La France de Hollande aura été de tous les combats contre l’hydre terroriste sur le continent
En effet, que serait devenu le Mali, voire la sous-région ouest-africaine, sans cette intervention de Paris ? En tout cas, au lendemain des frappes françaises qui avaient stoppé net les djihadistes dans leur progression vers la capitale malienne, c’est un François Hollande avec certainement le sentiment du devoir accompli, qui affirmait avec une pointe de fierté légitime, que c’était le jour le plus important de sa vie politique. Il ne croyait pas si bien dire. Car, depuis lors, la France a dû maintenir, à son corps défendant, ses troupes dans la région, renforçant au passage sa présence et ses relations de coopération sécuritaire avec la plupart des pays de la sous-région. Ainsi, de Serval à Barkhane en passant par Sangaris, la France de François Hollande aura été de tous les combats contre l’hydre terroriste sur le continent, dans le bassin du lac Tchad et dans le sahélistan ouest-africain. Pas plus tard qu’en fin avril dernier, les troupes françaises ont encore fait le ménage dans la forêt de Foulsaré à travers l’opération Bayard menée à la frontière entre le Burkina Faso et le Mali contre les hommes de Ibrahim Malam Dicko, qui a permis de mettre hors d’état de nuire une vingtaine de djihadistes. Ne serait-ce que pour cela, l’Afrique peut lui être reconnaissante et lui dire : Hollande, anitchié ! Même si quelque part, cette lutte a un goût d’inachevé, car Hollande tire sa révérence à un moment où le phénomène du terrorisme est loin d’être éradiqué sur le continent. Au contraire, il est même en train de se métastaser et de se métamorphoser, pour s’adapter à la riposte implacable des forces internationales. Mais de cela, l’on ne saurait lui en tenir rigueur, puisque le phénomène est devenu planétaire si fait que même les plus grandes puissances y compris la France, peinent à y faire face. Sur un terrain moins reluisant, l’Afrique retiendra aussi de François Hollande, son discours après sa prise de fonction, qui laissait entrevoir une rupture dans les relations entre la France et l’Afrique, avec la fin annoncée de la Françafrique. Et son refus de serrer la main à un Joseph Kabila, n’aura pas échappé aux démocrates du continent qui voyaient en ce geste, l’attachement du président français à des valeurs fondamentales comme le respect strict des règles du jeu démocratique, en somme, un message fort à l’endroit de tous ces satrapes du continent qui en biaisent les règles.
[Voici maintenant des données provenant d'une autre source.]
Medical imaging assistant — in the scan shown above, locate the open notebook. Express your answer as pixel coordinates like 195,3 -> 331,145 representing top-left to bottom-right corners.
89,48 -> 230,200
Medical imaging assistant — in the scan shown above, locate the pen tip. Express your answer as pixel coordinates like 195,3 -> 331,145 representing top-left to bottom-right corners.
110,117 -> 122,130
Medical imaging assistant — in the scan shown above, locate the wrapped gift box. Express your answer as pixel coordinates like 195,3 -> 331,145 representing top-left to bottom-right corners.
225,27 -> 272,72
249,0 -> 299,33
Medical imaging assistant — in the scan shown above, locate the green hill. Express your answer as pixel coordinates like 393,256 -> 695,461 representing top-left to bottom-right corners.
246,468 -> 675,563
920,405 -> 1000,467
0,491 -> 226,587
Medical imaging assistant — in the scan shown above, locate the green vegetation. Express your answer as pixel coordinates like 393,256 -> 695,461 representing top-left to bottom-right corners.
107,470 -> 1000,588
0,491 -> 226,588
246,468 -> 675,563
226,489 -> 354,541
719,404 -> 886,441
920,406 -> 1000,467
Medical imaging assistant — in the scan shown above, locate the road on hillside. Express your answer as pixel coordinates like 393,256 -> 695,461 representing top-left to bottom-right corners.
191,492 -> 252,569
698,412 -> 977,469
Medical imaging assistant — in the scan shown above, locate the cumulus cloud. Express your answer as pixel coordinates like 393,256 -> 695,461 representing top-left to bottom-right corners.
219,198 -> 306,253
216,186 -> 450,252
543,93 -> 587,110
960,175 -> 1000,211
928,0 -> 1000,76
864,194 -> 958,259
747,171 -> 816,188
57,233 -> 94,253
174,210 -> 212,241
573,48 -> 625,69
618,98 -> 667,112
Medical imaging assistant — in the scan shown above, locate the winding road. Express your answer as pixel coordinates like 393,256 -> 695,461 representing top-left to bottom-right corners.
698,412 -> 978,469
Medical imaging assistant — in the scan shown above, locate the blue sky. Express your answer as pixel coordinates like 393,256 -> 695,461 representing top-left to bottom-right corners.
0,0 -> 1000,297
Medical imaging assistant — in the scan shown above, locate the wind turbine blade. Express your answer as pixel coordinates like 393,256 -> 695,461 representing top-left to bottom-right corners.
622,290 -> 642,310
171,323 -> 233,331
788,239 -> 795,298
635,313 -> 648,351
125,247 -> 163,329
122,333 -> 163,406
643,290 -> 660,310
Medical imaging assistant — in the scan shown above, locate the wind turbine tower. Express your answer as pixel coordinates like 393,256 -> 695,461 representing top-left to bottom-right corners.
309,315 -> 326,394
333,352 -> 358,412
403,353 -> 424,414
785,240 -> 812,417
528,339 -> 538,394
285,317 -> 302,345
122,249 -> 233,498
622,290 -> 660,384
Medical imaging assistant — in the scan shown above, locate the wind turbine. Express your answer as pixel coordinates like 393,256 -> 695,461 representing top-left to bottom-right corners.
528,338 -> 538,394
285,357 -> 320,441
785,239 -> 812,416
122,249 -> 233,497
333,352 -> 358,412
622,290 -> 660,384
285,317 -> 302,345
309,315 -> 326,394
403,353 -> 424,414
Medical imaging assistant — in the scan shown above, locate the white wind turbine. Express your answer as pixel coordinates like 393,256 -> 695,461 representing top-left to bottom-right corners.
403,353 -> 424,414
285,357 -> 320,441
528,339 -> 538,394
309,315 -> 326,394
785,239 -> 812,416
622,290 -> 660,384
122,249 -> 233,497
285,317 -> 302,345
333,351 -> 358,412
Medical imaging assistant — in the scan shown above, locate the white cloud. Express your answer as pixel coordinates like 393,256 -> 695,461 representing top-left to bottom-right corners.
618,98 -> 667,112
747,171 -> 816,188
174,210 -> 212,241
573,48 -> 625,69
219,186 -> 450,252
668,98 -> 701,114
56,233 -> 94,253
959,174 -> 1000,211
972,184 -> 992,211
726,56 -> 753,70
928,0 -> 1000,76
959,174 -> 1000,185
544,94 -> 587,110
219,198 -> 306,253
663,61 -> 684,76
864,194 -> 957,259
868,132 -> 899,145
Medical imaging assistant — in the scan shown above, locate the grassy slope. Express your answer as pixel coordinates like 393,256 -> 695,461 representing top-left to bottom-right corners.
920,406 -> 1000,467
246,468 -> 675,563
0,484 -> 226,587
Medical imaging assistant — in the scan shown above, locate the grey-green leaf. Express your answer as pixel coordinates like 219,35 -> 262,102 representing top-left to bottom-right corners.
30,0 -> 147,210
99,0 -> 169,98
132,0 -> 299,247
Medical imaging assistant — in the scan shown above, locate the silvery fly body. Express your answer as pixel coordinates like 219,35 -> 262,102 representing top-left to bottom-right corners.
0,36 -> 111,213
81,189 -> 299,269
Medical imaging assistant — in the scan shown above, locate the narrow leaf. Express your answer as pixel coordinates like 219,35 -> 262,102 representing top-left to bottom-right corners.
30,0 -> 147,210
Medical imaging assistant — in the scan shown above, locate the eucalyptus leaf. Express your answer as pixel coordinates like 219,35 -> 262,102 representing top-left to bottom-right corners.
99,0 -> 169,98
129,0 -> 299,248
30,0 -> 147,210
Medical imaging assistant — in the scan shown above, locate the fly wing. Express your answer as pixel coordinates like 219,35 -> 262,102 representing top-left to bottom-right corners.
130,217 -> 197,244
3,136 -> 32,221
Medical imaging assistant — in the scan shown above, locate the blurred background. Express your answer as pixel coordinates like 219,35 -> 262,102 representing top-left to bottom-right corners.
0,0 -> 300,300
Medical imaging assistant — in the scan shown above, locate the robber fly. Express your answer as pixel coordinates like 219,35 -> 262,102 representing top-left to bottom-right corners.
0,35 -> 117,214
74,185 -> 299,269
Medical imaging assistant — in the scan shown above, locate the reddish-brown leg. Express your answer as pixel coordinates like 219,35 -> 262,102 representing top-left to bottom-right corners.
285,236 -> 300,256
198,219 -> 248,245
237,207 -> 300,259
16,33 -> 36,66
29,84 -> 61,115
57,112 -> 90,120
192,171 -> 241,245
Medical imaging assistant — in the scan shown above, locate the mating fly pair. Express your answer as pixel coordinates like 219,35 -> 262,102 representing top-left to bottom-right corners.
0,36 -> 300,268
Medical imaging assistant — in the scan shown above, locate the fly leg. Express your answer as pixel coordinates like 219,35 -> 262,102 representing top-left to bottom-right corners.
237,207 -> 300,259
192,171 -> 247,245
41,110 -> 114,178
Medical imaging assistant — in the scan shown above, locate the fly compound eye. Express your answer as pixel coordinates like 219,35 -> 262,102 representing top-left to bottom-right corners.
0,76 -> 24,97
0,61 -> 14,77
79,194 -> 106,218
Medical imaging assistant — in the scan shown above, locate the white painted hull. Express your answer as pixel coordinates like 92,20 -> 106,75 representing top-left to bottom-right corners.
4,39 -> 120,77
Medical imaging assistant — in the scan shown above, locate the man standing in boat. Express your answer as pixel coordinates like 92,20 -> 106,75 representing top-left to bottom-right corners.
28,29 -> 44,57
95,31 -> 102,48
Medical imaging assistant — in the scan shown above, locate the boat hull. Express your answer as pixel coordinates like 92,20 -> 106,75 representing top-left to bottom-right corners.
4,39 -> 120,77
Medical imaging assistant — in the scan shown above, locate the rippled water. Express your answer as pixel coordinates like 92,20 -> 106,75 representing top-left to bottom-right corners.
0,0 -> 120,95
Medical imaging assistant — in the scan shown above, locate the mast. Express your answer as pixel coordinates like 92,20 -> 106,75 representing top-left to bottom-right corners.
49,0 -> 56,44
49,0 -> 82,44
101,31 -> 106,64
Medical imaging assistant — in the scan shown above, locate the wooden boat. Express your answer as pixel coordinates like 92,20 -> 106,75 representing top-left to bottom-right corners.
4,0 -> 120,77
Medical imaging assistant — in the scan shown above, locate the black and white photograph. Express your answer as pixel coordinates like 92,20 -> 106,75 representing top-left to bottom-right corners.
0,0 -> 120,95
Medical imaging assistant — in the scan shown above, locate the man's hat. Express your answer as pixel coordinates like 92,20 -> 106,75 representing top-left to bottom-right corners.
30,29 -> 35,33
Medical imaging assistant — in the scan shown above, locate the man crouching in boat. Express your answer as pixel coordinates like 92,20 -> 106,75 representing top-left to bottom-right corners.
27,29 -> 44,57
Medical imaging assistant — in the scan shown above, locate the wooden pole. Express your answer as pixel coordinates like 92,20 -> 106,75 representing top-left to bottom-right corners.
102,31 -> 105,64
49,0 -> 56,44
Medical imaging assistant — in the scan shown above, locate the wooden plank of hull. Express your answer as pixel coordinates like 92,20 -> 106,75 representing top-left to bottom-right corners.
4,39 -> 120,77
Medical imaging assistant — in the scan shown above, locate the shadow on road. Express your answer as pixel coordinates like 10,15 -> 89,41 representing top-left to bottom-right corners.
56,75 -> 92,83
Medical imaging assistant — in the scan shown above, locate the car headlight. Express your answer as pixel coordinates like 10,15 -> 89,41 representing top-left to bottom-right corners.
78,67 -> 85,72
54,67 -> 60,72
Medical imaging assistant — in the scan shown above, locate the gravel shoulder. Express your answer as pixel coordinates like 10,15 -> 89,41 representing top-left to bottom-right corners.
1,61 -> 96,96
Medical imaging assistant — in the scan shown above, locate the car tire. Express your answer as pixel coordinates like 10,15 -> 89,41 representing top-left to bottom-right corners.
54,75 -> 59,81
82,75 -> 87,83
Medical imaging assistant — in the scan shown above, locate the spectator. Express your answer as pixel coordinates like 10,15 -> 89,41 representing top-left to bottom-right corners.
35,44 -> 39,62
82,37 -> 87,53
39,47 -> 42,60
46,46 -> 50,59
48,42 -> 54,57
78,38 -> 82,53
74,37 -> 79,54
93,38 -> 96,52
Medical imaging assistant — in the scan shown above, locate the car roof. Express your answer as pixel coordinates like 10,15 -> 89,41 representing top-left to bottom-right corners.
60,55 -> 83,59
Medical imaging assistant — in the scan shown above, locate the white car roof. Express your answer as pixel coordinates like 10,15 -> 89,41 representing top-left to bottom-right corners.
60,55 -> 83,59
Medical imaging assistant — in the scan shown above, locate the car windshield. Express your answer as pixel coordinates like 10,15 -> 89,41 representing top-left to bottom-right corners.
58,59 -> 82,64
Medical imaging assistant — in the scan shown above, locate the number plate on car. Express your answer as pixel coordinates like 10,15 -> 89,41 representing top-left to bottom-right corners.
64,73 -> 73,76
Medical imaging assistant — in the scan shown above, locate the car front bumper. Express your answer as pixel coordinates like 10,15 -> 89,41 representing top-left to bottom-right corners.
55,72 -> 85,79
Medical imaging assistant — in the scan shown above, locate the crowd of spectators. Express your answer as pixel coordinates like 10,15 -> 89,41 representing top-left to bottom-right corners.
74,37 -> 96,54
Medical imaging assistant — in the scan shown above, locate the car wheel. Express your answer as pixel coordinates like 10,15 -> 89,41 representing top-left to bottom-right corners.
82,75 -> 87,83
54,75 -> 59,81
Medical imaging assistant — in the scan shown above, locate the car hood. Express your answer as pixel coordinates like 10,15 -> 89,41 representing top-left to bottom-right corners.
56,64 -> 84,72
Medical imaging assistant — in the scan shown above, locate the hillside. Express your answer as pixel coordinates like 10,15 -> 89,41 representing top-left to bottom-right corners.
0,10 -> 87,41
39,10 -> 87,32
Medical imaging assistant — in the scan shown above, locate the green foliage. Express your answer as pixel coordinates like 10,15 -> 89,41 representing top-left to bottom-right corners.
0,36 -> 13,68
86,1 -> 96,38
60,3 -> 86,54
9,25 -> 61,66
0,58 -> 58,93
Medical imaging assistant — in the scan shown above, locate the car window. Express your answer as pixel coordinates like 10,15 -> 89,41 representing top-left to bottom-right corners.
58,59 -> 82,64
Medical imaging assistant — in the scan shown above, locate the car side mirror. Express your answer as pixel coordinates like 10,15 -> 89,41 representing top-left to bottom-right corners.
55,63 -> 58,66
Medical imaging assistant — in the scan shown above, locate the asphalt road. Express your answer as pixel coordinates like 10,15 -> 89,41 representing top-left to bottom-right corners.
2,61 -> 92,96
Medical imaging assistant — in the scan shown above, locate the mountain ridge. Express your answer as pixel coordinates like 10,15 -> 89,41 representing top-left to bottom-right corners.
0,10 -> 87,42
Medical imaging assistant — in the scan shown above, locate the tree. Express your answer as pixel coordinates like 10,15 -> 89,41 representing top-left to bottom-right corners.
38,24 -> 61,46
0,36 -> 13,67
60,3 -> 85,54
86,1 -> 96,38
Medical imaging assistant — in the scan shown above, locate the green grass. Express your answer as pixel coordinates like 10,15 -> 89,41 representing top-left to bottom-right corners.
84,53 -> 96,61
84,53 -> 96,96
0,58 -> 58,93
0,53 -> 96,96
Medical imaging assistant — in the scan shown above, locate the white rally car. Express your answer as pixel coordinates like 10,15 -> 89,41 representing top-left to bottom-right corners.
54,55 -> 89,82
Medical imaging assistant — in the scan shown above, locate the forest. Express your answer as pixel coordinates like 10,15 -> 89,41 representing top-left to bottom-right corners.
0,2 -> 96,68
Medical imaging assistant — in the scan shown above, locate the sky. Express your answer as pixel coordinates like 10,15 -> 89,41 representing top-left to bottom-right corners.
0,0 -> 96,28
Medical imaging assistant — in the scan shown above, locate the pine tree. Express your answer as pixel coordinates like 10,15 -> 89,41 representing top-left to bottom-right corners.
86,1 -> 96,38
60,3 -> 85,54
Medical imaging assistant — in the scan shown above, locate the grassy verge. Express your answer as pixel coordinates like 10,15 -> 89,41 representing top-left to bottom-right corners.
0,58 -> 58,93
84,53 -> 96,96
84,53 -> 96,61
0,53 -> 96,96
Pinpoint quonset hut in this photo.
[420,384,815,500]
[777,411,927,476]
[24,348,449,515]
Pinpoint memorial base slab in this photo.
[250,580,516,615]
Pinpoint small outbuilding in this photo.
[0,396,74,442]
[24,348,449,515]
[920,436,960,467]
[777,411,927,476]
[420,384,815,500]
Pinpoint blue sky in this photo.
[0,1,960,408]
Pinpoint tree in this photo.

L’Afrique restera pour Hollande, l’un de ses meilleurs souvenirs
Mais, force est de constater que pendant son quinquennat, François Hollande aura été rattrapé par la réalité du terrain d’un continent où les dictateurs font malheureusement la pluie et le beau temps. Il n’aura donc pas eu la fermeté nécessaire contre le mal de l’alternance qui ronge l’Afrique, avec des dictateurs qui s’amusent à ruser avec les textes pour fausser le jeu démocratique et se maintenir au pouvoir. Il en est ainsi du président tchadien, Idriss Déby Itno, qui cumule plus d’un quart de siècle de règne et qui n’a eu aucune peine à rempiler l’année dernière pour un cinquième mandat, parce qu’il est pratiquement devenu la cheville ouvrière du dispositif sécuritaire français dans la lutte contre le terrorisme au Sahel. Il en va de même pour le président Denis Sassou Nguesso que le locataire de l’Elysée aura pratiquement encouragé à se pérenniser au pouvoir, au moment où toutes les conditions étaient réunies pour permettre aux Congolais de se débarrasser de leur satrape. Quant à Joseph Kabila, après avoir refusé de lui serrer la main, François Holande lui déroulera par la suite le tapis rouge à l’Elysée. Allez-y comprendre ! Et il y a lieu de croire que même sa lettre à l’ex-président burkinabè, Blaise Compaoré, dont le public n’a eu connaissance du contenu qu’après la chute de ce dernier, lui déconseillant en substance le tripatouillage de la Constitution de son pays, aurait été gardée sous le boisseau, si l’exilé d’Abidjan avait réussi sa forfaiture. C’est dire donc que sur le plan de la démocratie et du jeu de l’alternance, Hollande n’aura pas véritablement aidé l’Afrique à se débarrasser des vieux dinosaures en manque d’inspiration, qui ont confisqué le pouvoir depuis des décennies, mais qui se refusent toujours à passer la main. Il est venu les trouver aux affaires et s’en va en laissant la plupart d’entre eux encore bien scotchés à leur fauteuil. L’on attend donc de voir si son successeur s’inscrira dans la même logique ou si Macron aura une position plus tranchée. Cela dit, du quinquennat de François Hollande, l’on peut dire qu’il aura été un quinquennat à deux visages : celui d’une France amère qui ne lui aura pas caché son désappointement, l’obligeant à renoncer à briguer un second mandat, et celui d’une Afrique plus reconnaissante que revancharde, en raison de son engagement sur le continent contre le fléau du terrorisme qui donne des insomnies bien au-delà des palais présidentiels, au sein de la grande masse des populations.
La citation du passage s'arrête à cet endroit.